Learning How to Speak Again

Japan Castle

“Ano….Sumimasen, ichi onegai shimasu”. I said confidently to the staff member behind the counter. I knew she would understand what I was saying. A little cavemanish, but definitely passable, or so I thought. Oh no, she was giving me that look, that look I had seen so many times before. The look of, “I don’t want to be rude, but you just spoke gibberish to me”. I must have messed up the pronunciation.  I had no backup plan. I mean why have a backup plan when Plan A is pure gold, right?  This was going downhill pretty quickly. I started the exhaustive search of my memory, looking for any scrap of vocabulary I could find. Meanwhile my right hand was slowly reaching into my pocket to activate the super computer waiting there. I knew google would have my back.

Now the pressure was on, a line was forming behind me and I knew I had to come up with something soon, or risk awkwardly conceding my position in line. Nonsense, that wouldn’t happen, I could do it. I just had to think of the right words. Particles were too tricky to think of right now, what I needed were nouns. With the right string of nouns I might just might make it out of this one. Oh but what were the words? “Setto”, yah that was definitely one of them. But by itself meaningless, I needed more.

Too much time had passed without any audible sounds leaving my mouth, things were getting uncomfortable, I had to hurry up. Too much pressure, my memory faded into black and took all of those precious nouns with it. Alright no problem, time to execute the backup plan. While I was stalling with the noun search, my right hand had already logged into my phone and tapped on the designated translate app. The cursor was blinking and ready to go.
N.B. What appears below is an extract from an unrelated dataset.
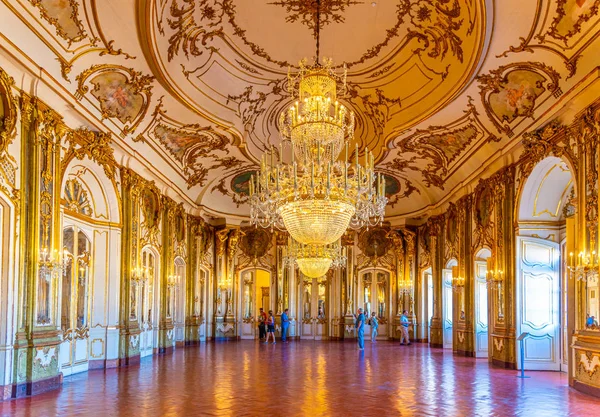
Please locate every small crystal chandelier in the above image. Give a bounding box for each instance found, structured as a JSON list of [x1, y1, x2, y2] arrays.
[[284, 237, 347, 279]]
But I needed to say something, to reassure the other party that I was still alive. “Uhh, Chotto matte”. Simple, but it should buy me a few seconds. Let’s see what we got here. I pounded the screen vigorously with my both of my thumbs. Ah yes of course, that was the word I was looking for. I knew that, oh and I knew that one as well. Funny, so many words that I know, yet none of them ever seem to come to mind when I need them most. No time to think of that, I had the nouns I was looking for. Time to go for broke, “Ah, sumimasen, uhhhh ichi…” Oh no, I forgot it all. All that research down the drain.
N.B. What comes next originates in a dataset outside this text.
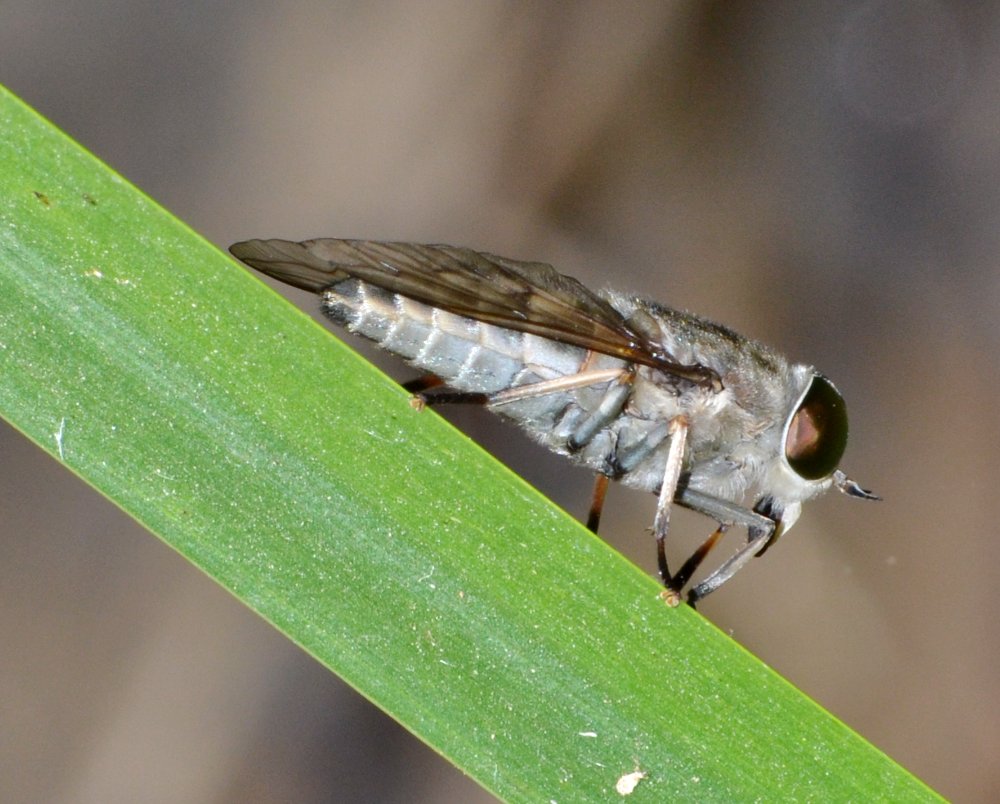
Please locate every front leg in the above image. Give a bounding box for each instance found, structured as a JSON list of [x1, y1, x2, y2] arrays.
[[674, 488, 778, 605], [686, 526, 772, 605]]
The pressure was really on now; they were calling in backup. Three staff members were now on the other side of the counter and the line behind me was getting pretty long. What else could I do. Then I saw it, the holy grail, the way out of this mess. And I knew what I had to do. I would lose a few points off my ego, but that was a price I was willing to pay, no a price that needed to be paid. I had used enough of these people’s time! I pointed and said “sore wa onegai shimasu”. I saw that look, a golden look, a look of simultaneous relief, a look of connection, a look of understanding, we were making it somewhere. And with one swift move, she threw the paper in front of me. So simple, so clean, so easy to understand. I was staring at the picture menu for McDonalds, and I couldn’t be happier.
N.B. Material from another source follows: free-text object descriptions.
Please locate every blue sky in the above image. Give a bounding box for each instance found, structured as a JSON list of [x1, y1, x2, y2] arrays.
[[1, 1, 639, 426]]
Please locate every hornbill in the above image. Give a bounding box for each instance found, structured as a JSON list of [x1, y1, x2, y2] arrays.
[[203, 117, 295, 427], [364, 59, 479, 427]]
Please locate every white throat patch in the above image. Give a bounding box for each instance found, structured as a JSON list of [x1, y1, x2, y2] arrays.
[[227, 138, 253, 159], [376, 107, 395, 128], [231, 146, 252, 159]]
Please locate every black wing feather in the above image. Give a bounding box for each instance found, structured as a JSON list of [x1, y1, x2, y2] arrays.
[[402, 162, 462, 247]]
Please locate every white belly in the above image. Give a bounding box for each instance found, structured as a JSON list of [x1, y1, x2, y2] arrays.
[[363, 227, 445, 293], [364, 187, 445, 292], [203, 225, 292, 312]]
Moments like this tend to happen pretty frequently when living in a country so linguistically different as Japan. These moments are particularly important on a number of levels. They are the ones in which you learn the most. Not only does it drill into memory vocabulary and grammar patterns, it also provides many valuable personal lessons. In that moment you are putting yourself out there.

For that moment you are curbing your ego and letting yourself look like a fool. In that moment you learn what so many foreigners have felt in your home country. It is truly the essence of traveling. You immediately understand so many people, and have a deep gratitude for all those willing to work with your limited language knowledge to help you out. Everyday people who will go out of their way to make sure you get where you need to be safely. A lot of times these encounters end up in a contest of charades. Creating new and unique visual ways to describe “I missed my bus” or “I’m lost and need directions”. After so many of these experiences your confidence begins to rise as you realize that no matter the obstacle, with enough time and patience, you can overcome it.

And that is what Studying Abroad is truly about, learning and growing. Meeting and overcoming new challenges. Experiencing a different culture, and understanding a different viewpoint. With just 1 month in Japan I have already learned so much. Living on the other side of the world is an experience like no other. And I can’t wait to see what the next 3 months have in store.